Aβ, which is currently considered to cause cognitive impairment in AD, is mainly produced by APP in lipid rafts, and the size of lipid rafts is affected by the cholesterol concentration within neurons [32]. Flotillion1 is a representative protein marker for lipid rafts in cells, while beta-site amyloid precursor protein cleaving enzyme 1 (BACE1) is thought to be the major rate-limiting enzyme for Aβ production [33,34]. Our previous studies have shown that aerobic exercise reduces Aβ deposition in the brains of APP/PS1 mice [27]. Therefore, we further tested the effects of aerobic exercise on the levels of lipid raft markers Flotillin1 and BACE1in the brains of mice.
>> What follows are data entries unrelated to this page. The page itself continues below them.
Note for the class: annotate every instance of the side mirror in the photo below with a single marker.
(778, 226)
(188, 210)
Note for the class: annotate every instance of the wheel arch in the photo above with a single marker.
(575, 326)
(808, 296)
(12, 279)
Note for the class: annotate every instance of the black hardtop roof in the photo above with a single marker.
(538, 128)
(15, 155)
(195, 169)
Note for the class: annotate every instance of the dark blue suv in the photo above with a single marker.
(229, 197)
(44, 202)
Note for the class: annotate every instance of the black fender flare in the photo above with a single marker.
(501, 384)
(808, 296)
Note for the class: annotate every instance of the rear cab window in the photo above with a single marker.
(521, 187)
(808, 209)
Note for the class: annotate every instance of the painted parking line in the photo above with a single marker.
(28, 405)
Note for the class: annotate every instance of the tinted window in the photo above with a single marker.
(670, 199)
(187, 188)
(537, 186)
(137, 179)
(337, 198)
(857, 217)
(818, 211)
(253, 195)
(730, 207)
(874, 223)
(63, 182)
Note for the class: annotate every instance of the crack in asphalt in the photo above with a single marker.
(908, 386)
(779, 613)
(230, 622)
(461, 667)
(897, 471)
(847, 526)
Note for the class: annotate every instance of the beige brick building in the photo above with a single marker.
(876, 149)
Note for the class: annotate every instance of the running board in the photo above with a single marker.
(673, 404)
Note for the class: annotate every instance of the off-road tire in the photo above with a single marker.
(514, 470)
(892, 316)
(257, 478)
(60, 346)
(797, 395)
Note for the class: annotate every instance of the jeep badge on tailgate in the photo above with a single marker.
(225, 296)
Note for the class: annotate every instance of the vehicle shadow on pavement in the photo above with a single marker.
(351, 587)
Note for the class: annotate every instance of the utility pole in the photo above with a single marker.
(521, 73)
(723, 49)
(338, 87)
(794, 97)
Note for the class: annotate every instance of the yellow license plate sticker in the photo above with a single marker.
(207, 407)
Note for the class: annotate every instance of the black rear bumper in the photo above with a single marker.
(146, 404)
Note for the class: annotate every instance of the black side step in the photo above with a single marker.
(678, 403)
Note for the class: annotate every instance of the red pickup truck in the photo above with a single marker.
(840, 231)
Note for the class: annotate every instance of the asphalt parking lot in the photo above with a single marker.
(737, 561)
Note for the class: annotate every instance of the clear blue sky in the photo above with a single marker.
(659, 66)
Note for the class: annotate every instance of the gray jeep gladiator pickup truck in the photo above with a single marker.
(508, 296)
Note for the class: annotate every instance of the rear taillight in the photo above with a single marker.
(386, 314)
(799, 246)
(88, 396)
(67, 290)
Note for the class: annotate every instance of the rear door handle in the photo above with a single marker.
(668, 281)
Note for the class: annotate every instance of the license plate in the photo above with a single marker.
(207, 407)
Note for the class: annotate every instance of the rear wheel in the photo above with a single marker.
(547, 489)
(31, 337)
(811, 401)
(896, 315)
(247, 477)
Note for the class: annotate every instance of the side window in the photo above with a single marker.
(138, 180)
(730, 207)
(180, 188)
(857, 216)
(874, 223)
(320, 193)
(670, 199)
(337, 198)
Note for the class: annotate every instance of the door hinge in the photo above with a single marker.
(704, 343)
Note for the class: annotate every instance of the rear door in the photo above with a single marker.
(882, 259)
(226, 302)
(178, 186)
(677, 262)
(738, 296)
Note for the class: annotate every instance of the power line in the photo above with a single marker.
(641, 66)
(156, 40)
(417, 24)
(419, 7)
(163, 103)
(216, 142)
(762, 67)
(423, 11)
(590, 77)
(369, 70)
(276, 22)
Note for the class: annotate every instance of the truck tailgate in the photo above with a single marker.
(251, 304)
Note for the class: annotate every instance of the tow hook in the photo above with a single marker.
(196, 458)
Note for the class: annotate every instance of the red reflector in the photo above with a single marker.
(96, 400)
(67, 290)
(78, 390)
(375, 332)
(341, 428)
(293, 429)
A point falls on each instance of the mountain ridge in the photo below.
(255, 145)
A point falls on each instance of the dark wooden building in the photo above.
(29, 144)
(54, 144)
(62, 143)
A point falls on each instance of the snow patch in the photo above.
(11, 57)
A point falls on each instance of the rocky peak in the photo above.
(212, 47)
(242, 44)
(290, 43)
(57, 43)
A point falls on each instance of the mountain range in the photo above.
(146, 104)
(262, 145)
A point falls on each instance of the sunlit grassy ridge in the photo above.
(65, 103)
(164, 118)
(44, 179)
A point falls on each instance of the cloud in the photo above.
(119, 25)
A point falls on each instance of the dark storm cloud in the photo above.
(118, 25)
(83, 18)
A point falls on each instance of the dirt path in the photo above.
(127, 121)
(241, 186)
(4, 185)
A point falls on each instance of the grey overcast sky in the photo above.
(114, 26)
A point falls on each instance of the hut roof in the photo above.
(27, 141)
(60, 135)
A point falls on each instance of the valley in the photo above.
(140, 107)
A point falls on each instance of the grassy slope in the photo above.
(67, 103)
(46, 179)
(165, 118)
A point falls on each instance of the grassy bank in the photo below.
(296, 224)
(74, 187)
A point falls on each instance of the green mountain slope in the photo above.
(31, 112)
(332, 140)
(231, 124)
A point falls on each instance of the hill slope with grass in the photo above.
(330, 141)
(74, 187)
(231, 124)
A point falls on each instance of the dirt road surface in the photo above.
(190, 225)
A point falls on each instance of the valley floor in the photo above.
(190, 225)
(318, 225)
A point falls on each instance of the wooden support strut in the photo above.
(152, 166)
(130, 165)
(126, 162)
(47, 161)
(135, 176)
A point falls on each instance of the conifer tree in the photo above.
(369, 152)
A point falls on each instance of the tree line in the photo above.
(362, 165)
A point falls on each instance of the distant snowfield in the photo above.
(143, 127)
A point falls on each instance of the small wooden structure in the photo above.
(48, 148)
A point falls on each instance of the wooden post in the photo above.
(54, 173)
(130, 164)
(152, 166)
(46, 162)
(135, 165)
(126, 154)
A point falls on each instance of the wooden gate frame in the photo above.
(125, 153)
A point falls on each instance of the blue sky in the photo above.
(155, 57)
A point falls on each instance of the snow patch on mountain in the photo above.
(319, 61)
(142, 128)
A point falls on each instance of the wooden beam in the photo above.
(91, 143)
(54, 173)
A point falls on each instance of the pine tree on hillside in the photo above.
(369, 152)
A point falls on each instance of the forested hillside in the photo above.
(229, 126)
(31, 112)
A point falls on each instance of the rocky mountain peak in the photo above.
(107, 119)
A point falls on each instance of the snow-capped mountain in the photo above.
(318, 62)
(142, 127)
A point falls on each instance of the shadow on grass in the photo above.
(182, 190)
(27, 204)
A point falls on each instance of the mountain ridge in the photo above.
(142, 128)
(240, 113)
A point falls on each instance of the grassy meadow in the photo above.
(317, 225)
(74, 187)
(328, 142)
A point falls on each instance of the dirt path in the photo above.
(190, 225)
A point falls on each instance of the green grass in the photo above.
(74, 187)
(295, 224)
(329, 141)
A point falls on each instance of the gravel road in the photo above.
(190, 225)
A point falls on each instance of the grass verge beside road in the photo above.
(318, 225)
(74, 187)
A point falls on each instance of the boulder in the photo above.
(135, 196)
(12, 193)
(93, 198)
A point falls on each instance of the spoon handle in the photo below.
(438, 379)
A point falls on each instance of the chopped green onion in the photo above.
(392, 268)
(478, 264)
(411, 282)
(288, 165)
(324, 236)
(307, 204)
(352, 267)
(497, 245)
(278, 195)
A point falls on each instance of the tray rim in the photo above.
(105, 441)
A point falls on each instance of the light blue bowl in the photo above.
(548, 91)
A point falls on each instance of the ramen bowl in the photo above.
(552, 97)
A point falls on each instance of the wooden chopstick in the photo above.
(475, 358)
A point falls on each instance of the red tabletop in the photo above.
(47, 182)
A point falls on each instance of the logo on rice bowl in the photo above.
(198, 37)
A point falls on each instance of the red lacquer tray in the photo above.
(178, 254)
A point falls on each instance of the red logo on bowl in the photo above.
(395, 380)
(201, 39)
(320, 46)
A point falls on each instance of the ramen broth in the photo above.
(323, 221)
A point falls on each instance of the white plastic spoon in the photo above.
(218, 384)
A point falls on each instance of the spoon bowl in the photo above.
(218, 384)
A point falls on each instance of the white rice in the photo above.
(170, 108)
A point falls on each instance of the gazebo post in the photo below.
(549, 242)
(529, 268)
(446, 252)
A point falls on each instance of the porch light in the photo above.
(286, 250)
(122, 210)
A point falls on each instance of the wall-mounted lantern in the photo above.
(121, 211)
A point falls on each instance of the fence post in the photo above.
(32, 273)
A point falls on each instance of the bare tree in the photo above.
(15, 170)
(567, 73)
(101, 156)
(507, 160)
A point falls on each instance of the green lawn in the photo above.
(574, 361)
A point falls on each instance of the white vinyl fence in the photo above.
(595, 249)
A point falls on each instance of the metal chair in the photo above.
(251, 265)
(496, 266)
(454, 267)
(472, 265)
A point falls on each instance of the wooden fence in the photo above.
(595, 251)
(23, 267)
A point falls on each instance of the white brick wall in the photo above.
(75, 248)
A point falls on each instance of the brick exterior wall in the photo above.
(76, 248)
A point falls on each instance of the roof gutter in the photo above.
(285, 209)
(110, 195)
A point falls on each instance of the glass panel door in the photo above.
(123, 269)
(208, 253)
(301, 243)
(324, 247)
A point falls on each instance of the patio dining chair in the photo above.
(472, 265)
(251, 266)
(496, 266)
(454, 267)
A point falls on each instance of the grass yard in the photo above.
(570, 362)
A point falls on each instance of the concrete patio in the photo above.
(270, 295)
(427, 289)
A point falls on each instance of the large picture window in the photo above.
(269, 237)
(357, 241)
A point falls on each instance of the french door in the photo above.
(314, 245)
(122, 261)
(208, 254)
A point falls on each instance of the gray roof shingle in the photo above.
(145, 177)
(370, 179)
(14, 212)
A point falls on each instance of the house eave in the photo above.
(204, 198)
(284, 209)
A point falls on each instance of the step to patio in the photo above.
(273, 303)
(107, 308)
As shown in Figure 5C, a two-way ANOVA showed that only genotype had a main effect (F(1,20) = 17.88, p = 0.0004) with increased Flotillion1 protein content in the brains of APP/PS1 mice. Simple effect analysis showed that Flotillion1 protein content was significantly increased in the brains of mice in the ADC group compared with the WTC group (p < 0.001); aerobic exercise significantly decreased Flotillion1 protein content in the brains of mice in the ADE group compared with the ADC group (p < 0.05). As shown in Figure 5D, a two-way ANOVA showed that genotype (F(1,20) = 21.30, p = 0.0002) and aerobic exercise (F(1,20) = 26.88, p < 0.0001), but not the interaction (F(1,20) = 0.5376, p = 0.4720), exerted main effects on the BACE1 protein content in the mouse brain. Post-hoc analyses showed that mice in the ADC group had significantly more BACE1 protein content in the brain compared with mice in the WTC group (p < 0.01) and that aerobic exercise significantly decreased BACE1 protein content in the brain of mice in the WTE group (p < 0.01); aerobic exercise significantly decreased BACE1 protein content in the brain of mice in the ADE group compared with mice in the ADC group (p < 0.001). The above results suggest that aerobic exercise reduces the content of neuronal cell membrane lipid rafts by increasing the efflux of cholesterol from neurons, which in turn reduces the cleavage of the APP amyloid pathway.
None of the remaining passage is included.